Heureusement, le final est un happy end comme disent les Anglais : tout le monde ressuscite, tout le monde est pardonné : Mon cœur, réjouis-toi, Les nuages s’envolent du ciel. La lumière qui resplendit Remplit l’âme de jubilation. Change, mon Dieu de douceur, ta fureur En arc-en-ciel de paix, Et que la blanche colombe vienne déposer En signe de paix le rameau d’olivier Sur l’arbre d’Adam, grâce à moi encore vivant. Voici l’arc-en-ciel de la paix, Dans lequel les âmes contemplent La clémence divine. Dans le cercle d’une sphère, la lueur de la pitié, même voilée, flamboie. Puisque le soleil parmi les oliviers sacrés Invite les âmes errantes à la pénitence, Que chaque âme fidèle cueille les fruits de la Vie sur les belles branches de la Paix.
Avec ma voisine, nous aurions aimé parfois un peu plus de fulgurances comme dans la musique baroque latino-américaine, décrite par Alejo Carpentier dans son Concierto barroco (Folio) ; mais ne boudons pas notre plaisir : les musiciens sont resté fidèles à l’esprit du compositeur, les mélodies sont souvent superbes, les envolées rythmiques entrainantes.

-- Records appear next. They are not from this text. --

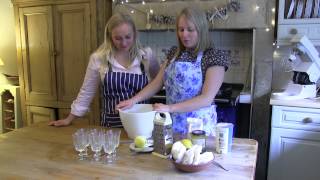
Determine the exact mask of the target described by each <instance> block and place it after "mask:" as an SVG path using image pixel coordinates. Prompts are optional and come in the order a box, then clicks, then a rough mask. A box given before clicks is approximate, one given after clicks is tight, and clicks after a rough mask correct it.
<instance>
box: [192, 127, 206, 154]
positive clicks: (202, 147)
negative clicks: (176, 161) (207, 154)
mask: <svg viewBox="0 0 320 180" xmlns="http://www.w3.org/2000/svg"><path fill="white" fill-rule="evenodd" d="M206 140H207V137H206V132H205V131H203V130H193V131H192V132H191V141H192V144H194V145H195V144H197V145H199V146H202V152H205V151H206Z"/></svg>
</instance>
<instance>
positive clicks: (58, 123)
mask: <svg viewBox="0 0 320 180" xmlns="http://www.w3.org/2000/svg"><path fill="white" fill-rule="evenodd" d="M75 118H76V116H75V115H73V114H71V113H70V114H69V116H68V117H67V118H65V119H60V120H53V121H50V122H49V124H48V125H49V126H56V127H62V126H69V125H70V124H71V122H72V121H73V120H74V119H75Z"/></svg>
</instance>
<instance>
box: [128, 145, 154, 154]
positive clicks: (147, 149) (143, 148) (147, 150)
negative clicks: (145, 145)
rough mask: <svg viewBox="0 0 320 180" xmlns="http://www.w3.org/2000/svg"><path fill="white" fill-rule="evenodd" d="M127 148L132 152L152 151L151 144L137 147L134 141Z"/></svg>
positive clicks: (142, 151) (145, 152)
mask: <svg viewBox="0 0 320 180" xmlns="http://www.w3.org/2000/svg"><path fill="white" fill-rule="evenodd" d="M129 148H130V150H131V151H134V152H141V153H146V152H152V151H153V149H154V148H153V146H147V147H144V148H137V147H136V146H135V145H134V143H131V144H130V145H129Z"/></svg>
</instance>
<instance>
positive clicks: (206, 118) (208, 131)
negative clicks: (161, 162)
mask: <svg viewBox="0 0 320 180" xmlns="http://www.w3.org/2000/svg"><path fill="white" fill-rule="evenodd" d="M201 58H202V52H200V53H199V54H198V56H197V60H196V61H195V62H186V61H174V60H173V61H172V63H170V64H169V65H168V67H167V68H166V70H165V73H164V85H165V88H166V101H167V104H175V103H180V102H183V101H186V100H188V99H191V98H193V97H195V96H198V95H199V94H200V93H201V90H202V86H203V77H202V70H201ZM188 117H191V118H199V119H202V120H203V126H204V130H205V131H206V134H207V135H214V127H215V124H216V122H217V120H216V119H217V118H216V117H217V113H216V107H215V105H210V106H208V107H203V108H201V109H198V110H194V111H191V112H183V113H176V112H175V113H171V118H172V121H173V132H174V133H176V134H187V133H188V132H187V131H188V123H187V118H188Z"/></svg>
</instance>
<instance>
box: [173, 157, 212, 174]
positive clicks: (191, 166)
mask: <svg viewBox="0 0 320 180" xmlns="http://www.w3.org/2000/svg"><path fill="white" fill-rule="evenodd" d="M171 161H172V163H173V164H174V166H175V167H176V168H177V169H179V170H180V171H184V172H198V171H202V170H204V169H207V168H208V167H209V166H210V165H212V164H213V159H212V160H211V161H209V162H207V163H203V164H199V165H186V164H182V163H177V162H176V161H175V160H173V159H172V160H171Z"/></svg>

Nous avons apprécié les sopranos Mariana Flores (pas seulement pour sa robe moulante, mettant en valeur ses formes callipyges), et Fleur Bouilhet Manent, le ténor Fernando Guimaraes et la basse Matteo Bellotto, mais surtout la mezzo-soprano Evelyn Ramirez Munoz, et bien sûr Fabián Schofrin.

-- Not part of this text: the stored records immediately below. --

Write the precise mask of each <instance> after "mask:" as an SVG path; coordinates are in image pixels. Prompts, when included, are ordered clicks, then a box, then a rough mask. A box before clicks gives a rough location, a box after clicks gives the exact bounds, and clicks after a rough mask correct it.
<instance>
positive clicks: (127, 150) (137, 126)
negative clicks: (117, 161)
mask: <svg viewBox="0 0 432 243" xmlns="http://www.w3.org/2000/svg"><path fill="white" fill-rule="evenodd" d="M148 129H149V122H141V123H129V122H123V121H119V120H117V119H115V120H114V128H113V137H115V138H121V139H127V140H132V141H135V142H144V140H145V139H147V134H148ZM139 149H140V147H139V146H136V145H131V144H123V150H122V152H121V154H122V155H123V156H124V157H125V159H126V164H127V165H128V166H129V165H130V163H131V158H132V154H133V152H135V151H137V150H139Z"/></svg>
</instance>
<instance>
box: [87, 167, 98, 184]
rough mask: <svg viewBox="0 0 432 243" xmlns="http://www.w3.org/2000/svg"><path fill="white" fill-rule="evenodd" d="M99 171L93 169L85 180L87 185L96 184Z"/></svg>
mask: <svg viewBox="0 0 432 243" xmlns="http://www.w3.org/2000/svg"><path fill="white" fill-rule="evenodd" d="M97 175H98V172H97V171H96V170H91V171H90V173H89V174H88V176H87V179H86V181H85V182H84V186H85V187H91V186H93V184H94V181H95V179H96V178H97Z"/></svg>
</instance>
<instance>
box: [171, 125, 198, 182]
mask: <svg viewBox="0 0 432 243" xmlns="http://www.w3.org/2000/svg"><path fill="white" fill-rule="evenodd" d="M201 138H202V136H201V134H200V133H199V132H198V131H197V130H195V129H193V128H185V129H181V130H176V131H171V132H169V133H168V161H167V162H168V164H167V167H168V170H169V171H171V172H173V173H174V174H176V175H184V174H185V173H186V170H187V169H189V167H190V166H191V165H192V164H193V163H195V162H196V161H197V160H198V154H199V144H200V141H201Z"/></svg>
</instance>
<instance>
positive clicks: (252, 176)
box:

Plus qu’à un déluge, ou à tremblement de terre, cette musique me fait penser à une tempête sur la Médittéranée, cette mer qui est la Mère de notre civilisation européenne, à cette statuette visible au Musée archéologique de Cagliari, Madre Mediterranea…
Pour les rappels, la dernière pièce de Falstaff de Verdi, un opéra comique (tout dans le monde est une farce), et la Tarentelle de la mort toujours, « joyeusement » rythmée au tambourin par Fabiàn Schofrin ; le chef fait voler ses partitions et vient chanter Libertat, Liberté, avec ses solistes. Ce pourrait être le dernier mot de cette ouverture des Rencontres…
Après cette tempétueuse ouverture, j’attends avec impatience la suite: Don Quichotte par les Sacqueboutiers de Toulouse le 9 avril, Mozart, Haydn, Azaïs par l’Ensemble Baroque de Toulouse de Michel Brun avec Yasuko Bouvard le 10 avril, Musica Méditteanéa par le Troubadours Art Ensemble de Gérard Zuchetto le 12 avril et Le chant des Balles (jonglerie musicale) le 18 et 19 avril.*****
Puisque le soleil parmi les oliviers sacrés
Invite les âmes errantes à la pénitence,
Que chaque âme fidèle cueille les fruits de la Vie
Sur les belles branches de la Paix.
Elrik Fabre-Maigné
2 avril 2013
* apocalyptique (théologie)
** http://flavors.me/cappellamediterranea
*** www.accords-croises.com/fr/artiste-bio.php?artiste_id=44
**** Entreprise en 2008, cette anthologie Jean Gilles réalisée par Les Passions-orchestre baroque de Montauban et Le Chœur de chambre les éléments s’achève cette année avec la publication du coffret regroupant les trois volumes des œuvres majeures du compositeur toulousain. Justement remarqué par la critique internationale et soutenu depuis le début par le Festival de La Chaise-Dieu, cet audacieux florilège est désormais considéré comme l’une des versions de référence du célèbre Requiem ou du fastueux Te Deum ainsi que le premier enregistrement mondial de la Messe en ré.
***** http://www.odyssud.com/rencontres-musiques-anciennes.html
Cette soirée, comme toutes les Rencontres des Musiques Anciennes en Midi-Pyrénées, est organisée avec le soutien de la Caisse d’Epargne Midi-Pyrénées.